Njegus is also the star of the scene in which Danilo, the opera’s reluctant hero, arrives drunk and slithers down the embassy staircase on his back (no mean stunt), and it then takes Njegus five minutes to wake him up in a slap and tickle routine worthy of Benny Hill. There’s a good deal more of the same, including a shadow-play of Camille and Valencienne (pictured above) in the little pavilion, he apparently hurling her up in the air and what-not while Njegus and Hannah, the eponymous widow, discuss the matter of Valencienne’s infidelity and how to conceal it. None of this has much to do with Lehár, though it’s all good healthy fun. McCrystal admits to having added some of “his own stuff”, and though it extends the evening by a solid half-hour, nobody seems to mind because it’s such jolly stuff.
This whole performance, including plenty of things that Lehár and his librettists did write, plays out in front of a series of spectacularly beautiful, Belle Époque sets by Gary McCann, designed as a stage with flats and backcloths, period in the best sense, with just a trace of parody; and with costumes to match, also by McCann. Visually the production is a treat. Musically it’s more mixed, though not so mixed that Lehár doesn’t triumph while all around him fall about laughing.At its centre is Danielle de Niese’s Hannah Glawari (pictured below at the Pontevedrian party), as ever a brilliant stage presence, if vocally less secure and less warm-toned than in the past. She convinces in the totality, but the detail is sometimes hit and miss, and she perhaps lacks the last ounce of grandeur that this jumped-up but beguiling fortune-hunter needs to affect. Germán Olvera brings to Danilo a rough intensity and a suppressed passion that is new to this role for me, and it grew on me. His Act 2 ballad is authentically touching and his eventual submission to Hannah is likewise rather moving despite the artifice by which it’s achieved.

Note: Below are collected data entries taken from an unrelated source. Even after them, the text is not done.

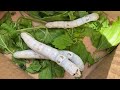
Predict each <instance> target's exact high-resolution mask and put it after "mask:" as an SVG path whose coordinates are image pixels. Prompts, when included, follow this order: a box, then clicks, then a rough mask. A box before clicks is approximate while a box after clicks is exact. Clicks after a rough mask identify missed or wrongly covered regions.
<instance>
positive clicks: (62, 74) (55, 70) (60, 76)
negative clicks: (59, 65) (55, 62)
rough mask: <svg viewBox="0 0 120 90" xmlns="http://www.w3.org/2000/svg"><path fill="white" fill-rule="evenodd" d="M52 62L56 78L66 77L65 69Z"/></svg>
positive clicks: (52, 69)
mask: <svg viewBox="0 0 120 90" xmlns="http://www.w3.org/2000/svg"><path fill="white" fill-rule="evenodd" d="M51 63H52V76H53V77H54V78H57V77H58V78H59V77H64V72H65V70H64V69H63V68H62V67H61V66H59V65H58V64H57V63H55V62H51Z"/></svg>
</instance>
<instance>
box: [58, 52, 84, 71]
mask: <svg viewBox="0 0 120 90" xmlns="http://www.w3.org/2000/svg"><path fill="white" fill-rule="evenodd" d="M60 53H61V54H63V55H65V56H66V57H67V58H68V59H69V60H70V61H71V62H73V63H74V64H75V65H77V66H78V67H79V68H80V70H81V71H83V70H84V63H83V61H82V59H81V58H80V57H79V56H78V55H76V54H75V53H73V52H70V51H65V50H64V51H60Z"/></svg>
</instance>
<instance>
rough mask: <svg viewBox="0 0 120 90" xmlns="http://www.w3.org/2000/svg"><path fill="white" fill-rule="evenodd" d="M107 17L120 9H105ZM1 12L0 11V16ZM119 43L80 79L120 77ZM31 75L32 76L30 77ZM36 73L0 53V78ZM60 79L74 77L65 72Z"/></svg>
mask: <svg viewBox="0 0 120 90" xmlns="http://www.w3.org/2000/svg"><path fill="white" fill-rule="evenodd" d="M105 13H106V14H107V16H108V18H109V19H110V20H111V21H113V20H115V19H116V17H117V16H120V11H105ZM1 16H2V13H1V12H0V17H1ZM15 18H16V17H15ZM119 54H120V45H118V47H117V49H116V50H114V51H113V52H112V53H111V54H110V55H108V56H106V57H105V58H104V59H102V60H100V61H99V62H97V63H96V64H94V65H93V66H91V67H90V68H86V69H85V70H84V72H83V77H82V79H118V78H120V55H119ZM32 76H33V77H32ZM33 78H37V75H30V74H29V75H28V74H27V73H25V72H24V71H22V70H21V69H20V68H18V67H17V66H16V65H15V64H13V63H12V62H11V60H10V59H9V58H8V57H6V56H4V55H2V54H0V79H33ZM62 79H74V78H73V77H72V76H71V75H69V74H68V73H67V72H66V73H65V76H64V78H62Z"/></svg>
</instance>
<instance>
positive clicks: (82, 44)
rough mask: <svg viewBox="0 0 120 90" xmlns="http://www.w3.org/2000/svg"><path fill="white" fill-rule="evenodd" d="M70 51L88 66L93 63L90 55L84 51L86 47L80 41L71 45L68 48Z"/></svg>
mask: <svg viewBox="0 0 120 90" xmlns="http://www.w3.org/2000/svg"><path fill="white" fill-rule="evenodd" d="M70 51H72V52H74V53H75V54H77V55H78V56H80V57H81V59H82V60H83V62H84V63H86V62H88V63H89V64H93V63H94V60H93V59H92V57H91V55H90V53H89V52H88V51H87V50H86V47H85V45H84V44H83V42H82V41H79V42H77V43H75V44H73V45H72V46H71V47H70Z"/></svg>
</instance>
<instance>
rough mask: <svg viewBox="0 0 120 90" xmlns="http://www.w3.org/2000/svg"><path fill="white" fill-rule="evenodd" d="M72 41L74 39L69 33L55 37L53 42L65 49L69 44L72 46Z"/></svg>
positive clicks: (61, 48) (58, 48) (55, 43)
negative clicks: (68, 34)
mask: <svg viewBox="0 0 120 90" xmlns="http://www.w3.org/2000/svg"><path fill="white" fill-rule="evenodd" d="M72 43H73V41H72V39H71V38H70V36H69V35H68V34H65V35H61V36H58V37H57V38H55V39H54V42H53V43H52V44H53V45H54V46H55V48H58V49H65V48H66V47H67V46H71V45H72Z"/></svg>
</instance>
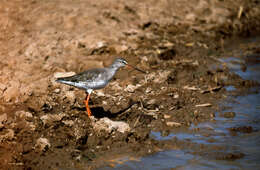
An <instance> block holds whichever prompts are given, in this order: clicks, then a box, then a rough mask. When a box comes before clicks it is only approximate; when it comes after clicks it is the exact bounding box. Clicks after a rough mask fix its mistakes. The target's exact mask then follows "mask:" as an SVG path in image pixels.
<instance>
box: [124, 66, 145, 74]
mask: <svg viewBox="0 0 260 170" xmlns="http://www.w3.org/2000/svg"><path fill="white" fill-rule="evenodd" d="M127 66H128V67H130V68H133V69H135V70H137V71H140V72H142V73H145V74H146V73H147V72H145V71H143V70H140V69H139V68H136V67H135V66H132V65H130V64H127Z"/></svg>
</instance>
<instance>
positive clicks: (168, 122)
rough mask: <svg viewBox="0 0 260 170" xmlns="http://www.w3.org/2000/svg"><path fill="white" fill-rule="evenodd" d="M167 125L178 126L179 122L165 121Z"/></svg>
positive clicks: (179, 123) (166, 124) (179, 125)
mask: <svg viewBox="0 0 260 170" xmlns="http://www.w3.org/2000/svg"><path fill="white" fill-rule="evenodd" d="M166 125H167V126H171V127H180V126H181V124H180V123H178V122H166Z"/></svg>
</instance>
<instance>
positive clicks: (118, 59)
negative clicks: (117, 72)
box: [112, 58, 146, 73]
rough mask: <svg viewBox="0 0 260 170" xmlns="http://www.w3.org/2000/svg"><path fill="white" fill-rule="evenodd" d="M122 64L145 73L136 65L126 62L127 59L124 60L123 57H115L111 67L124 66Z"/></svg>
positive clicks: (120, 66) (122, 66)
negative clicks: (120, 57)
mask: <svg viewBox="0 0 260 170" xmlns="http://www.w3.org/2000/svg"><path fill="white" fill-rule="evenodd" d="M124 66H128V67H129V68H133V69H135V70H137V71H140V72H142V73H146V72H145V71H143V70H140V69H138V68H136V67H134V66H132V65H130V64H128V63H127V61H126V60H125V59H123V58H117V59H115V60H114V62H113V64H112V67H113V68H116V69H119V68H120V67H124Z"/></svg>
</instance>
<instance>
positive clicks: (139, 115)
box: [134, 115, 141, 128]
mask: <svg viewBox="0 0 260 170" xmlns="http://www.w3.org/2000/svg"><path fill="white" fill-rule="evenodd" d="M140 117H141V116H140V115H139V116H138V118H137V119H136V121H135V123H134V128H135V127H136V125H137V123H138V122H139V119H140Z"/></svg>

In general this is not particularly a production for vocal connoisseurs. Michael McDermott pursues Valencienne with boyish passion but thinnish tone, though it’s not his fault that his exquisite Act 2 song is ruined by a joke about the pavilion rolling on from the wrong side. Soraya Mafi is a charming, slightly impish Valencienne who, for some reason, loses her Act 3 role as a substitute grisette to Mme Glawari – not that it makes a lot of difference. Thomas Allen, with not much to sing, is nevertheless a loveable Baron Zeta, if a shade too old-looking to be even an older-man husband for Valencienne – more her sugar daddy perhaps.The other assorted Parisian and Pontevedrian counts and courtesans pop in and out, chasing one another and variously contributing to the fun, the grisettes dance marvellously to Carrie-Anne Ingrouille’s sparkling choreography, and the Glyndebourne chorus have a field day in their wonderful costumes singing this unforgettable music. John Wilson conducts stylishly, and the London Philharmonic Orchestra discreetly bring out the unexpected refinement of Lehár’s orchestration, very much not the scrape and whistle of your standard operetta. I found the much extended dialogue sometimes hard to decipher, though not so hard that I failed to notice the linguistic anachronisms in Stephen Plaice and Marcia Bellamy’s adaptation – language that didn’t go with what we were looking at or hearing in the music. Does that matter? In the circumstances it’s of vanishing importance.